In the case of the individual countries that encompass LANaPDB, a similar behavior was observed for the physicochemical properties, where most of the compounds satisfy the Ro5, Veber’s rules, and GlaxoSmithKline’s 4/400 rule, but a lower proportion satisfies the Pfizer 3/75 rule. Nevertheless, Panama, compared to the other countries, shows a higher proportion of compounds with higher SlogP and MW, which can be detrimental to intestinal permeability and, in general, to the ADMET profile; therefore, other routes of administration should be considered for these compounds, for instance, the nasal delivery route.70 Therefore, most of the LANaPDB compounds have a desirable physicochemical profile that allows them to be employed in the design of new drugs, either as potential drug candidates or as a starting point to design semisynthetic drugs or pseudo-NP.

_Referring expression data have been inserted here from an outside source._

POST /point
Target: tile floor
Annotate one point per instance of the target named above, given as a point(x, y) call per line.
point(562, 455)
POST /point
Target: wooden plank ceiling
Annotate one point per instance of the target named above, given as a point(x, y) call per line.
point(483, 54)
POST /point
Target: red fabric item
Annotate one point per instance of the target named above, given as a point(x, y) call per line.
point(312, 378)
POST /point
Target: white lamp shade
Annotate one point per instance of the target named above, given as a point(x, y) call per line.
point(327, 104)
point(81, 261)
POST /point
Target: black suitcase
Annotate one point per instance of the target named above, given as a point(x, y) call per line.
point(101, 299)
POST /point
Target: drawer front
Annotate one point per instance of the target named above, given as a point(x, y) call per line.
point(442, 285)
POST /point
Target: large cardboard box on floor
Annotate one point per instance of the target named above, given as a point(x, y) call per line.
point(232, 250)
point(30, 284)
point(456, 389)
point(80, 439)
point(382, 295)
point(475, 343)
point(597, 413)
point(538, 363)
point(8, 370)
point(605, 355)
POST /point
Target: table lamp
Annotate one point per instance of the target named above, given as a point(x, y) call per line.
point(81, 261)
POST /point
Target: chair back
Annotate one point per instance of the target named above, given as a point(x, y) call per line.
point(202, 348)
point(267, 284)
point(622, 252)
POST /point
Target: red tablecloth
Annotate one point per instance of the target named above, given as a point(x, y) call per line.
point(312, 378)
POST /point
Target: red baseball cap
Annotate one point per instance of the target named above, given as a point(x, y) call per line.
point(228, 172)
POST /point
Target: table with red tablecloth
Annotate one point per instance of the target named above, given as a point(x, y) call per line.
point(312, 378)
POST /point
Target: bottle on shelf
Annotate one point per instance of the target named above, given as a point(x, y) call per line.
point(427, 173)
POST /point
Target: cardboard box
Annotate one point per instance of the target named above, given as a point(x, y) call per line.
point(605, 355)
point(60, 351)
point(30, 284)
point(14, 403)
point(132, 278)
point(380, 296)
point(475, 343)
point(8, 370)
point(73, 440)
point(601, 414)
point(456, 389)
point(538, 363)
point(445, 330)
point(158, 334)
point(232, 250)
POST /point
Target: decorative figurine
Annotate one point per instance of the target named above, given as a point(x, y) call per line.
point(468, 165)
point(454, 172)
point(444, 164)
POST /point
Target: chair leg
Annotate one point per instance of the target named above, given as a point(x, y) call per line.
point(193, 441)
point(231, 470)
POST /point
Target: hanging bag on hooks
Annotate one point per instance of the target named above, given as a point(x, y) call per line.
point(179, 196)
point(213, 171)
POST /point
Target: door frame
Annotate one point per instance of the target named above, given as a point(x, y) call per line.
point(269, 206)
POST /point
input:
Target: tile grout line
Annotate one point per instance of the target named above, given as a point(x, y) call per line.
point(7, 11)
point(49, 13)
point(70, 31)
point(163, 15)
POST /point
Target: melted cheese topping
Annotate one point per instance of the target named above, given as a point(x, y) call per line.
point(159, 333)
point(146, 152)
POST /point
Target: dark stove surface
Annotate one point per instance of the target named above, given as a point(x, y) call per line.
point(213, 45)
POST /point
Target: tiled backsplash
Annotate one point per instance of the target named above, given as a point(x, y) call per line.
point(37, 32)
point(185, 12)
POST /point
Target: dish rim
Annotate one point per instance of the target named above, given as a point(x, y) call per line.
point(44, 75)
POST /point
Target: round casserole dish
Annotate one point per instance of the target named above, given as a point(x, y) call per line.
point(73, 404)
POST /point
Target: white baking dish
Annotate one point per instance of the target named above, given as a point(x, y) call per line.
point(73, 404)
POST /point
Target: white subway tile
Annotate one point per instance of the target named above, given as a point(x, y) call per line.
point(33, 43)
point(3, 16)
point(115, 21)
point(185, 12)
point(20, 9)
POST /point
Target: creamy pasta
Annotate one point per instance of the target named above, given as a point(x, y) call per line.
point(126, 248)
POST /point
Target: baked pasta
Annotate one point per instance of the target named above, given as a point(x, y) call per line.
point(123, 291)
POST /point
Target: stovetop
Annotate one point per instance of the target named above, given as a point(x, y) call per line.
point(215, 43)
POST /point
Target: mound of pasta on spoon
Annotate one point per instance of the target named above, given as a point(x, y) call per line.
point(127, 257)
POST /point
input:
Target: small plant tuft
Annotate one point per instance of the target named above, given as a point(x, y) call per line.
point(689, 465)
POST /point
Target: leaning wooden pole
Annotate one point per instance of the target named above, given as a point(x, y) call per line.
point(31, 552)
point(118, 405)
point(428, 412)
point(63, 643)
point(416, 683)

Figure 4 shows the distribution of the physicochemical properties of pharmaceutical interest of LANaPDB, considering the seven countries individually. For comparison, the distribution of the compounds in the FDA-approved drugs is included. In general, it is observed that the distribution of compounds is mainly focused on regions that fulfill the drug-likeness rules of thumb. Nonetheless, El Salvador is a country with many compounds outside of the drug-likeness parameters considering the SlogP and MW. In the current version of LANaPDB, new compounds from Costa Rica and Mexico were added; nevertheless, the distribution of the physicochemical properties of the compounds of both countries compared to the previous version of LANaPDB26 remained without significant changes. The distribution of the physicochemical properties of the compounds of the new country added to the current version of LANaPDB, Colombia, is such that most of the compounds fulfill the drug-likeness rules of thumb.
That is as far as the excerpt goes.